Mostram-se aqui micrografias fotográficas de células de IPSC humanas RIV que expressam EGFP, transfetadas usando gene juice em gel Rex 12 horas após a transfeção com plasmídeo. Transfeção de DNA em IPsCs humanos. O uso de gene juice com um promotor forte normalmente resulta em mais de 60% das células expressando o repórter EGFP em um ensaio de transfeção transitória.
Células que expressam EGFP também podem ser obtidas por eletroporação nuclear, conforme ilustrado nestas imagens de IPCs humanos do RIV cultivados e formados sobre células de apoio após eletroporação nuclear utilizando o programa de eletroporação nuclear B 0 1 6 ou o programa A 0 2 3. O uso do programa B 0 1 6 resulta em até 80% de células positivas para EGFP, enquanto o programa A 0 2 3 gerou menos de 10% de células positivas para EGFP. Além disso, podem ser obtidos clones estáveis de iPSCs humanos transgênicos que expressam o gene de interesse.
Um exemplo de colônias de IPSC humanas estáveis expressando EGFP com expressão ubíqua de EGFP derivada do gene juice é mostrado aqui.

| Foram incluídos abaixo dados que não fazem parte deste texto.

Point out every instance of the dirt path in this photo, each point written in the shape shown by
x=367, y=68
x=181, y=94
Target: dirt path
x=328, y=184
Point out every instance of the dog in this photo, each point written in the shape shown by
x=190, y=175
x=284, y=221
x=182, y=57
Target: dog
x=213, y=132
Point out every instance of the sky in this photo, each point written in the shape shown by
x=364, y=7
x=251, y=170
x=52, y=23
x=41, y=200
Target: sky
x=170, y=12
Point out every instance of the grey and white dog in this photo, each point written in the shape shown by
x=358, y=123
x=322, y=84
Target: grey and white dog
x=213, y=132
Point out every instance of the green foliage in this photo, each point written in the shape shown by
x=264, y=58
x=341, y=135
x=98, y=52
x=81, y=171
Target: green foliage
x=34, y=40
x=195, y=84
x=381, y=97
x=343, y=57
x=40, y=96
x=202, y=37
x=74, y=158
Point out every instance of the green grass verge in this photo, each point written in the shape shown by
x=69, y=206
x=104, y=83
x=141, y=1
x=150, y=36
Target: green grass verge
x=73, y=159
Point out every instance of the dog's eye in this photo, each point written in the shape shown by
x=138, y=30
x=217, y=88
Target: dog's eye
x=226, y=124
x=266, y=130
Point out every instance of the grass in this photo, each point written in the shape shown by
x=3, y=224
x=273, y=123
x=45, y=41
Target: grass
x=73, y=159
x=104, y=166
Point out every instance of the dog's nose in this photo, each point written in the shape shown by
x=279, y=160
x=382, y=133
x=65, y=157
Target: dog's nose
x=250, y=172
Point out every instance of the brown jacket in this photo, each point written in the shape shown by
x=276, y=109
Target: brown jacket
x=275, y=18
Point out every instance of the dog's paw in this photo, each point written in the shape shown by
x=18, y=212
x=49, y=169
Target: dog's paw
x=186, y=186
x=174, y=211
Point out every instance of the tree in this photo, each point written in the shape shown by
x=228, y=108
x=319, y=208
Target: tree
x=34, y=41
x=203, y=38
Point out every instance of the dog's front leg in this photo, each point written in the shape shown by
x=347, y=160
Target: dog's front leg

Essas células mantêm a expressão constitutiva de EGFP durante a diferenciação em corpo embrionário. Após assistir a este vídeo, você deverá ter uma boa compreensão de como realizar a nucleofecção e transfectar células IPS humanas.
A manipulação genética eficiente é uma ferramenta essencial para estudar diversos aspectos da biologia das células-tronco e acelerará o uso de linhagens de células iPS humanas na medicina regenerativa.
Este estudo apresenta protocolos otimizados para alcançar alta eficiência de transfeção em células-tronco pluripotentes induzidas humanas (iPSCs). Os métodos descritos permitem uma manipulação genética robusta com morte celular mínima, facilitando a geração de linhagens de iPSCs transgênicas.
A modificação genética eficiente de células-tronco pluripotentes induzidas humanas (iPSCs) é um fator essencial para a validação inicial de alvos e a modelagem de doenças na pesquisa e desenvolvimento de biotecnologia farmacêutica. Protocolos robustos de transfeção e nucleofecção impactam diretamente a confiabilidade preditiva de sistemas celulares modificados, apoiando pesquisas translacionais e a triagem de portfólios. Fluxos de trabalho de alta eficiência e reprodutíveis para a geração de linhagens transgênicas de iPSCs aceleram a avaliação de hipóteses terapêuticas e reduzem os riscos biológicos nos processos de descoberta.
Esses protocolos posicionam a modificação genética de iPSCs como uma capacidade fundamental que abrange a descoberta inicial até a pesquisa pré-clínica.